Скайлер, Джеймс, оба хапа[21] японцы, толстые, высокие, вонючие подростки. У Джеймса брекеты, блестящие от слюны. Скайлер длинноволосый, все щеки в прыщах. Оба в шмотках “Поло” и “Аберкромби”, как все ребята из частных школ. А братец мой с жгутами волос, прикрывающими уши, в мешковатых цветастых шортах и слишком тесной футболке с надписью “Только для местных”, загорелый до черноты, как серфер, пухлые губы поджаты. В общем, мы явно не вписывались, но Дин вечно набивал себе цену: они со Скайлером и Джеймсом, на костяшках пузырится кровь, смеются, стряхивают боль с рук.
– А теперь чудо-мальчик, – процедил сквозь брекеты Джеймс, кивком указав на меня.
– Точняк, – согласился Скайлер. – Правда, Дин?
Брат мой весь вечер обыгрывал их обоих, Джеймса и Скайлера. Мой брат бегал быстрее, ругался круче, он был единственным, кому удалось стараканить у взрослых пиво из ведерка со льдом. И вся эта крутизна ради Джеймса и Скайлера, ведь у их предков были блестящие джипы и тяжелая темная мебель в домах с высокими потолками – словом, все, о чем мечтал Дин. Но как туда попасть, разве что подружиться с богатенькими сынками: вдруг повезет и перепадет что-то из того, чем они были наделены, а он обделен.
При этом и я, и мой брат прекрасно знали: пока я единственный, кто сделал хоть что-то для нашей семьи, из-за акул и всего, что началось потом. Нас показывали в новостях, о нас писали в газетах, и каждый раз мама с папой рассказывали, как плохо мы живем. Те, кто видел и слышал мамины с папой рассказы о том, что мне повезло уцелеть после нападения акул, но мы так бедны, что нас прикончат цены на продукты и арендная плата, присылали нам деньги, поношенную одежду, кое-где даже бесплатно давали еду.

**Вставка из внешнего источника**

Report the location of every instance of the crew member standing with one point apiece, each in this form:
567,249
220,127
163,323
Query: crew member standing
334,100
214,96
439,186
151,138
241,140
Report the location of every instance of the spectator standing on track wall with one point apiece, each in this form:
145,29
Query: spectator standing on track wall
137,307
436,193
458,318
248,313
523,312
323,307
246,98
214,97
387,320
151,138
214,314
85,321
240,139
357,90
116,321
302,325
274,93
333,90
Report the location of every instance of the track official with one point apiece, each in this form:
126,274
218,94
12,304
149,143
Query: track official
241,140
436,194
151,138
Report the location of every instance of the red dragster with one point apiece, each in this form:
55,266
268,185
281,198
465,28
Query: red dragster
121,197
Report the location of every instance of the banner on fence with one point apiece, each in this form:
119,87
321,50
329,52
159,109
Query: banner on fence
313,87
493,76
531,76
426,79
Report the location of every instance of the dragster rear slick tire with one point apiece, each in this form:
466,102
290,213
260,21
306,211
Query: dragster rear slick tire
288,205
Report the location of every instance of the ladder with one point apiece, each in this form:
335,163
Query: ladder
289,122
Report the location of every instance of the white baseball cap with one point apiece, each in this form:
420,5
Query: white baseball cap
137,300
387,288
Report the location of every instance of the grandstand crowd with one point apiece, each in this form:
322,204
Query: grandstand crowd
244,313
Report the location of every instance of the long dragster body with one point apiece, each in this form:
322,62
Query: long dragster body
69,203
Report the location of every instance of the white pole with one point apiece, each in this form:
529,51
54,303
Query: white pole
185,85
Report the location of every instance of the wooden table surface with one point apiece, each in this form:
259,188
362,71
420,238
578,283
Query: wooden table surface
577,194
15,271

Но пожертвованиями дело не ограничивалось. Я написал про акул в заявлении на поступление в Академию Кахена, ведь приемная комиссия наверняка тоже слышала обо мне. Я поступил в лучшую частную школу штата – на полное обеспечение, как и все коренные гавайцы, – хотя учились в ней дети таких богатых родителей, что куда там Джеймсу со Скайлером.
Мои родные, особенно Дин, видели, что со мной происходит, – как стремительно я поумнел, точно мозг волшебным образом помог мне обскакать всех одноклассников. Да и укулеле – те песни, которые я научился играть. Он настоящий талант, говорили учителя маме с папой, и те сияли, как солнце. Родители без конца повторяли, что у меня дар. Прямо при Дине и Кауи.
Вот так обстояли дела, а тут мой брат с Джеймсом и Скайлером, ну и я. Они прекрасно помнили все эти разговоры.
– Ну так что, Дин, – сказал Скайлер, – я попробую с ним или как?
Дин посмотрел на меня, заулыбался, но внутренне поежился, я клянусь, – может, не хотел доводить до крайности, в конце концов, он мой брат. Однако потом ухмыльнулся.
– Все попробуют по очереди, Ноа, – объявил он.
Нелегальные салюты – красные, синие, золотые, какие позволено запускать только отелям, – ухали в черноте над нами, отбрасывая наши тени на оштукатуренные стены Скайлерова особняка.
– Ты же тяжелее меня фунтов на сто, – сказал я Скайлеру. Как будто это поможет. Как будто хоть что-то поможет.
– Не боись, – ответил Джеймс. – Чё ты как девочка.
– Давай кулак. – Скайлер шагнул поближе, ударная рука его подрагивала. Он навел ее на меня, медленно и крепко сжал пальцы, я заметил, что костяшки ободраны до крови, кожа висит. Из-за угла долетал гул вечеринки, искристый стук громоздящихся пивных бутылок, потом петарды, бах-бах-бах.
– Хватит. – Кауи встала руки в боки, голос у нее был тоньше, чем у нас всех. Мы, пацаны, застыли, мы и забыли о ней, а она тут, рядом со мной, сестра, младше меня на три года.